Ara verildi. Nihat Behram'a rastladım. Az ötede Osman Arolat’ı birkaç arkadaşıyla gördüm. ‘Merhaba’ dedim. Tanıyamadı. Kimsin? der gibi bir şaşkınlık gösterdi.
Arolat’ı Ankara’da katıldığımız yürüyüşlerden tanırım, arkadaşları ona 'Oralet Osman' diye takılırlardı. Oturup bir çay içimi görüşmüşlüğümüz yomkur..
Ben, kendimi tanıtmak için “Bizim de dağlarımız vardır Che Guevara” der demez, yanındaki arkadaşlara, ''İşte yakaladım; bakın!.. Bu arkadaş bizi CHE şiiriyle dağlara özendirdi, tava getirdi, kendi düzde kaldı...” gibi bir şeyler söyledi, hep beraber gülüştük...
1967 de, “Bizim de delikanlılarımız vardır” demiştim. O günlerde de, bugünkü gibi yiğit kızlarımız vardı. Bu beni hep tedirgin etti. İngilizce’ ye bu biçimiyle çevrildi. Bugün dizeyi hem oğullarımızı hem kızlarımıza seslenir biçimde :
“Bizim de gençlerimiz vardır Che Guevara” diye okuyor ve düzeltiyorum.
Bizim de gençlerimiz vardır Che Guevara
Yokluklardan bi yol kopup gelmiş
Üç zeytin az ekmek üniversitelerde
Düzen çarpar önce, yoksulluk vurur
Öfkeli dolanırlar caddelerde.
Ve başkaldırırlar akılları suya erende.
Çünkü Vietnam hepimizin Vietnam’ı
Kongo hepimizin Kongosu
Bir kere özsu yürümüştür dallara
Patlayacaktır ağır sancılarla karanlıklar
Varmak için o güzel yarınlara
Bizim de dağlarımız vardır Che Guevara.
Menemenimize eşlik eden üçüncü şişe de bitti. Şarap getirmek için davrandım. Sinan hemen kalktı, Vahap’ ın gömleklerinden birini sırtına geçirdi ve benden önce bakkala koştu. Menemenin, şarabın ve şiirin büyüsü ile mutluluktan uçuyoruz...
Konuşmalarından Kürecik yolculuğuna ilişkin en ufak bir izlenim edinmedim. Yalnız bir iki saat önce Münir Ramazan Aktolga geldi, kapıdan Vahap’ı sordu, gitti. Garip bir telaşı vardı.
Sinan'ı dinlerken bir kulağım kapıda: Seyhan ve Vahap geliverirler ümidi içindeyim.
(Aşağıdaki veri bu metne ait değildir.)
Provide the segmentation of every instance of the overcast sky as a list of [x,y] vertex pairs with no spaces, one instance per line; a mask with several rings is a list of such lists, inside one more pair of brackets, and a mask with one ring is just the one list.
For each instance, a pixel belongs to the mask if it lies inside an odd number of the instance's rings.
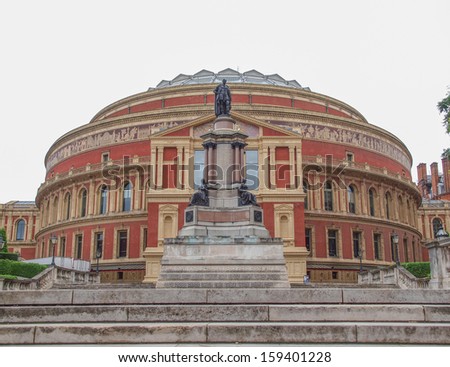
[[450,147],[450,1],[2,1],[0,203],[34,200],[44,157],[106,105],[162,79],[239,68],[296,79],[398,136]]

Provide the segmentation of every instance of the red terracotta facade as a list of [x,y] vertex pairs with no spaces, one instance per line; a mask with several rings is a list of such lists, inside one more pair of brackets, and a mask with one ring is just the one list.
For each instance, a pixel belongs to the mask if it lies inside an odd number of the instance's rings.
[[[254,193],[264,224],[286,248],[308,251],[313,281],[353,282],[360,263],[424,258],[421,195],[398,138],[344,102],[307,89],[229,85],[232,117],[249,136],[247,152],[256,152]],[[57,140],[36,197],[34,256],[51,255],[55,235],[57,256],[95,265],[100,242],[103,281],[141,281],[145,249],[163,246],[183,225],[200,136],[215,117],[213,89],[151,89],[105,107]]]

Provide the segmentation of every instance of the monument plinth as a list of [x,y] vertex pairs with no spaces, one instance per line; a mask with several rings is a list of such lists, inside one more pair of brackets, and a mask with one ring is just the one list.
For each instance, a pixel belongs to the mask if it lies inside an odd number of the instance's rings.
[[201,136],[202,184],[178,237],[164,242],[157,288],[290,287],[283,241],[270,238],[263,210],[243,177],[247,135],[228,114],[231,94],[225,83],[215,90],[217,118]]

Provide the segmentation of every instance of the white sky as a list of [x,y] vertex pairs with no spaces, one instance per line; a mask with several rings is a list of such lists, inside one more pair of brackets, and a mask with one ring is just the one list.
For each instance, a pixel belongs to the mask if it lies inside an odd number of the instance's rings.
[[416,165],[450,147],[450,1],[0,2],[0,203],[34,200],[44,156],[106,105],[201,69],[256,69],[342,100]]

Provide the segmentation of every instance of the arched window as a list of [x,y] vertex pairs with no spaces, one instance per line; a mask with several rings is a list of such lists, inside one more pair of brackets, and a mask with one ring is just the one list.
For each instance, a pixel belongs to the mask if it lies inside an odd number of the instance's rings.
[[23,219],[19,219],[16,222],[16,241],[25,240],[25,221]]
[[70,219],[71,196],[69,193],[64,196],[64,219]]
[[286,215],[280,217],[280,233],[282,238],[289,237],[289,218]]
[[325,182],[324,208],[325,210],[333,211],[333,185],[331,184],[331,181]]
[[166,215],[164,217],[164,238],[171,238],[173,236],[173,218],[171,215]]
[[308,190],[309,190],[308,181],[303,180],[303,193],[305,194],[305,199],[304,199],[305,210],[309,209]]
[[436,237],[436,233],[439,231],[440,228],[442,228],[442,221],[440,218],[434,218],[433,219],[433,235]]
[[86,189],[82,189],[80,191],[80,217],[86,216],[86,208],[87,208],[87,191]]
[[392,197],[390,193],[384,195],[386,204],[386,219],[391,219],[391,209],[392,209]]
[[369,214],[375,216],[375,190],[369,189]]
[[349,213],[356,213],[356,198],[355,198],[355,188],[350,185],[347,188],[347,199],[348,199],[348,211]]
[[100,187],[100,202],[99,202],[99,214],[106,214],[106,208],[108,204],[108,187],[102,185]]
[[123,185],[123,196],[122,196],[122,211],[129,212],[131,210],[131,190],[132,186],[130,182],[125,182]]

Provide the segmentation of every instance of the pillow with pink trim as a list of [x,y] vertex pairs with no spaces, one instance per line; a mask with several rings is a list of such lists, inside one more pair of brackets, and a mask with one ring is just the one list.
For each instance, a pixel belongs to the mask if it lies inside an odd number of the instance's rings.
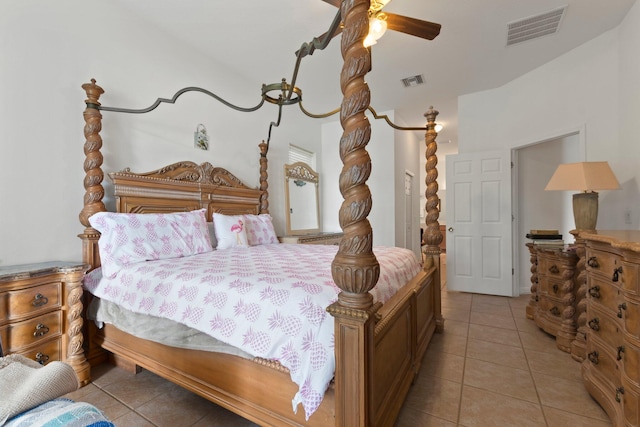
[[244,224],[247,230],[249,246],[279,243],[278,236],[276,236],[276,231],[273,228],[271,215],[244,215]]
[[213,228],[216,232],[216,239],[218,240],[216,249],[249,246],[244,224],[244,215],[214,213]]
[[205,212],[91,215],[89,223],[100,232],[102,274],[112,278],[131,264],[212,251]]

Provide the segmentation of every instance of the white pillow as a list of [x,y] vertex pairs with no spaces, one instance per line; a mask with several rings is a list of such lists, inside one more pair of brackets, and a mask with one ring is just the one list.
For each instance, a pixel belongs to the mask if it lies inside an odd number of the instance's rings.
[[114,277],[123,267],[138,262],[212,251],[205,212],[91,215],[89,223],[101,233],[102,274]]
[[249,246],[278,243],[278,236],[273,228],[271,215],[244,215]]
[[216,231],[216,239],[218,240],[217,249],[249,246],[244,225],[244,215],[214,213],[213,228]]

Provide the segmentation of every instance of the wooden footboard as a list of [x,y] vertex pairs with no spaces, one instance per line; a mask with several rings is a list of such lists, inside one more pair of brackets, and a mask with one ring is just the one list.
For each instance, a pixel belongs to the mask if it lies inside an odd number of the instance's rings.
[[[371,425],[393,425],[418,373],[436,329],[435,273],[435,268],[421,271],[385,305],[378,306],[371,358]],[[147,369],[260,425],[340,425],[335,419],[333,387],[308,421],[302,408],[294,413],[291,401],[297,386],[277,363],[170,347],[112,325],[105,325],[92,342],[111,352],[116,364],[131,372],[137,372],[137,367]],[[345,404],[352,411],[357,402],[347,399]]]
[[140,339],[105,325],[96,338],[116,355],[121,367],[139,366],[178,384],[240,416],[265,426],[334,424],[334,394],[329,389],[310,420],[294,414],[291,401],[298,388],[286,369],[242,357],[170,347]]

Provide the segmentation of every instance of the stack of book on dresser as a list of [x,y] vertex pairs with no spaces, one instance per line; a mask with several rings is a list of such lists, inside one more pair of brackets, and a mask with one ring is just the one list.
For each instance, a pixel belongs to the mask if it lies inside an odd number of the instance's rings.
[[537,246],[563,247],[564,240],[558,230],[531,230],[527,239]]

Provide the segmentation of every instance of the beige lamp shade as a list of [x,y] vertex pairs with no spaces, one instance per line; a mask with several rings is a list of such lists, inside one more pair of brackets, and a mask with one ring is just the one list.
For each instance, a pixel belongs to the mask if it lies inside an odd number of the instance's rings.
[[620,184],[607,162],[558,165],[545,190],[618,190]]
[[607,162],[565,163],[558,166],[545,190],[577,190],[573,195],[573,218],[577,230],[595,230],[598,193],[618,190],[620,184]]

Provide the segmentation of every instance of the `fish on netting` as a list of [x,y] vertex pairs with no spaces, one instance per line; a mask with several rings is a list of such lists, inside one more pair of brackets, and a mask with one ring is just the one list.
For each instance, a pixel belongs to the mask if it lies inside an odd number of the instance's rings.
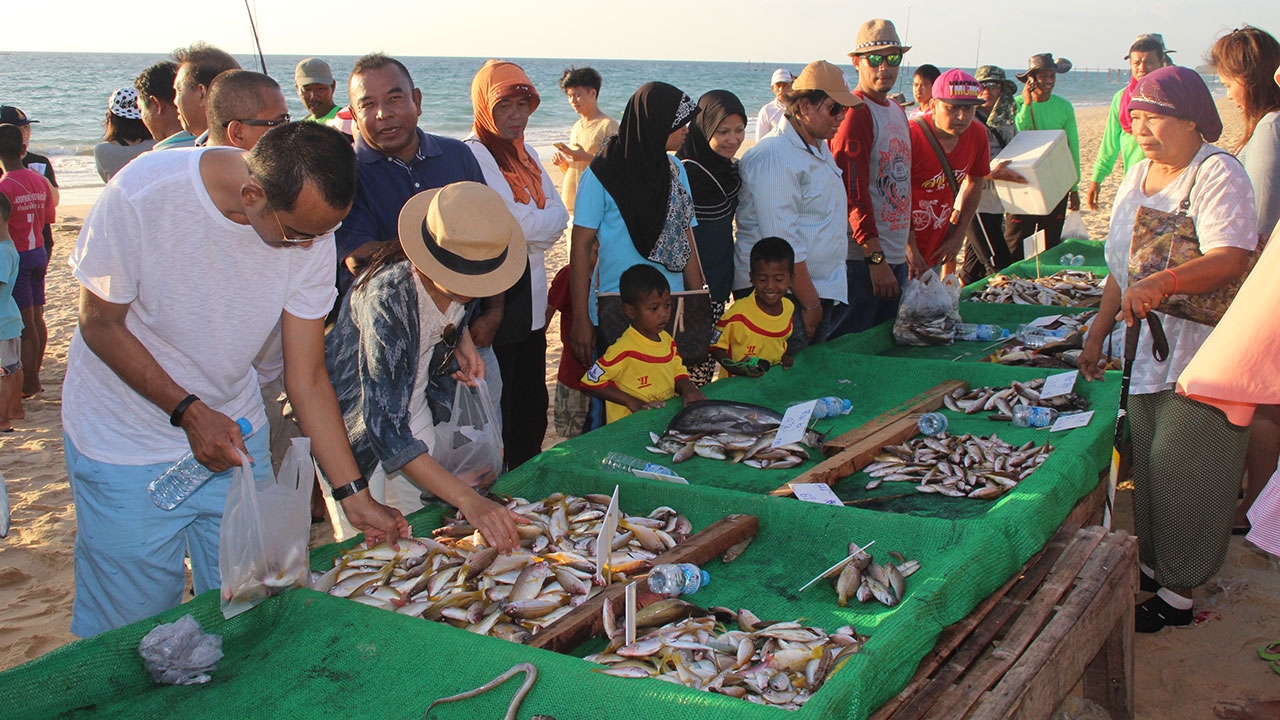
[[1105,275],[1088,270],[1059,270],[1040,278],[998,274],[988,278],[986,287],[974,293],[969,302],[1098,307],[1106,283]]
[[711,611],[660,625],[633,643],[619,633],[584,659],[603,665],[605,675],[652,677],[796,710],[867,640],[849,625],[827,633],[799,622],[762,621],[745,608]]
[[782,415],[762,405],[703,400],[680,411],[662,435],[649,433],[645,448],[682,463],[700,456],[754,468],[782,469],[808,460],[822,435],[809,430],[799,442],[773,446]]
[[1040,388],[1044,387],[1044,378],[1036,378],[1029,382],[1014,380],[1007,387],[983,386],[956,388],[942,396],[942,404],[952,412],[975,415],[980,412],[990,413],[992,420],[1013,420],[1013,412],[1018,407],[1054,408],[1060,412],[1088,410],[1089,401],[1080,395],[1070,392],[1051,398],[1041,398]]
[[1052,451],[1049,443],[1036,445],[1028,440],[1015,446],[994,433],[985,437],[942,433],[888,445],[862,472],[871,476],[868,490],[886,482],[903,482],[921,493],[992,500],[1035,472]]
[[360,545],[313,580],[313,587],[403,615],[446,622],[481,635],[527,643],[547,625],[597,595],[609,582],[647,572],[654,559],[693,532],[669,507],[648,515],[622,513],[603,576],[596,546],[611,498],[556,493],[506,507],[529,520],[516,526],[520,547],[491,547],[465,518],[450,519],[433,537]]

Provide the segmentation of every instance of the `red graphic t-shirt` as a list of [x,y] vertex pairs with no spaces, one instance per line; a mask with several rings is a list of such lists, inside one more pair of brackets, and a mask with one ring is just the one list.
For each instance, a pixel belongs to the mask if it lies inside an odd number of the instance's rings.
[[49,197],[49,184],[34,170],[10,170],[0,177],[0,193],[9,198],[9,237],[18,252],[44,244],[44,226],[57,219]]
[[[925,121],[931,124],[932,115],[927,115]],[[925,132],[915,122],[911,123],[911,227],[916,231],[916,245],[921,254],[932,263],[947,236],[951,211],[955,209],[955,193],[947,184],[947,174]],[[947,162],[955,171],[956,182],[961,184],[969,175],[982,178],[991,174],[987,126],[974,120],[960,135],[955,149],[947,153]]]

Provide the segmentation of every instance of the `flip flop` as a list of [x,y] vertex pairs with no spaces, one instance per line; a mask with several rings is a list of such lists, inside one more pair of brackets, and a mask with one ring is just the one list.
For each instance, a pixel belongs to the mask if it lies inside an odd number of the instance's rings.
[[1249,531],[1252,529],[1253,529],[1253,526],[1250,525],[1249,523],[1245,523],[1244,525],[1236,525],[1231,528],[1231,534],[1232,535],[1248,535]]
[[[1258,657],[1274,665],[1277,660],[1280,660],[1280,640],[1260,646],[1258,648]],[[1280,669],[1272,669],[1280,672]]]

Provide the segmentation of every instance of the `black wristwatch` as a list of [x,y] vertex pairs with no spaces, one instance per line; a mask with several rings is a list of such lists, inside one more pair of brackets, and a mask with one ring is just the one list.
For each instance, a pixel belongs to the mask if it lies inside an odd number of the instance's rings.
[[351,482],[333,489],[333,499],[336,502],[342,502],[356,493],[369,487],[369,481],[363,475],[352,480]]
[[884,253],[873,250],[867,253],[866,262],[868,265],[879,265],[884,262]]

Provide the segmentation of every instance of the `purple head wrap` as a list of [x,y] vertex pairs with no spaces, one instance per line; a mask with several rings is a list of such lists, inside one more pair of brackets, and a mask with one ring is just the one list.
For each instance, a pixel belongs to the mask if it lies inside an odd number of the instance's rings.
[[1222,135],[1222,118],[1200,74],[1190,68],[1170,66],[1147,73],[1133,89],[1130,110],[1183,118],[1195,122],[1206,142]]

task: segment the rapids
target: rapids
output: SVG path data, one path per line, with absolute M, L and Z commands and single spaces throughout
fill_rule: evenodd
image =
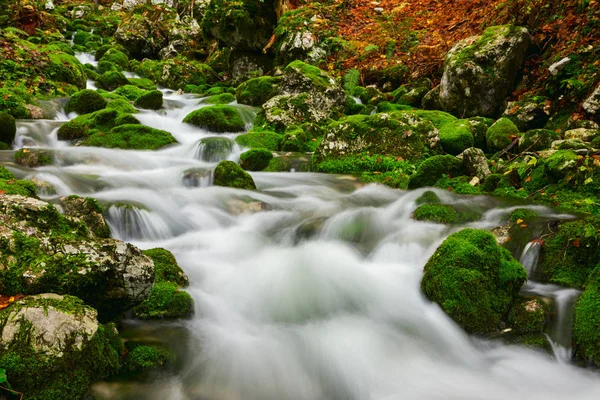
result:
M 68 147 L 56 129 L 73 115 L 58 107 L 54 121 L 19 121 L 15 143 L 52 148 L 57 163 L 34 170 L 3 162 L 19 178 L 51 184 L 55 190 L 41 192 L 44 200 L 97 198 L 114 237 L 169 249 L 190 277 L 193 319 L 124 324 L 125 335 L 172 346 L 178 372 L 101 382 L 95 398 L 598 399 L 599 376 L 569 363 L 575 291 L 535 282 L 524 289 L 555 301 L 553 356 L 469 337 L 419 289 L 428 257 L 461 229 L 411 219 L 424 189 L 314 173 L 252 173 L 257 191 L 210 186 L 215 163 L 197 158 L 198 145 L 216 135 L 180 122 L 199 107 L 198 98 L 163 92 L 165 109 L 142 111 L 139 119 L 171 132 L 176 146 Z M 246 111 L 250 123 L 252 110 Z M 241 151 L 234 147 L 229 159 Z M 184 179 L 190 174 L 199 178 Z M 481 212 L 469 226 L 482 229 L 504 224 L 522 207 L 436 193 Z M 522 254 L 530 271 L 535 251 L 531 245 Z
Şaraplı, şiirli yarenliğimizi onlarla sürdürmek istiyoruz.
Vahapların geleceği yok. Yeniden sofraya oturduk. Ben bir espri yaptım: '' Kısmetsiz hav hav kurban bayramında Hıristiyan mahallesinde gezinirmiş...'' Gülüştük.
Bugün ne zaman böyle bir menemen hazırlığına girişsem, Sinan'ı hatırlarım ve sesi kulağımda çınlar...
Sevim Abla da (Belli) cacığa maydanoz doğrarken İlhan'ın (Erdost) sesi kulağında çınlarmış. İlhan’ın, “Kürt Cacığı” diye adlandırdığı bol maydanozlu özel bir cacık hazırlama usulü vardı. Cacığı hazırlarken olayı törensel bir havaya büründürür, kimseyi işine karıştırmazdı...
Bu satırları yazdığı tarih 18 Mart 2013. Nihat Behram İsviçre’den on günlüğüne İstanbul’ a gelmiş Nihat’ a .” Bir- iki gün için Antalya’ ya gelebilirsen Hem Yusuf Aslan’ ın annesini ziyaret hem de onlara yakın Hasan Hüseyin'in alçakgönüllü aşevinde aynı tertip, menemen ve şarapla dedim.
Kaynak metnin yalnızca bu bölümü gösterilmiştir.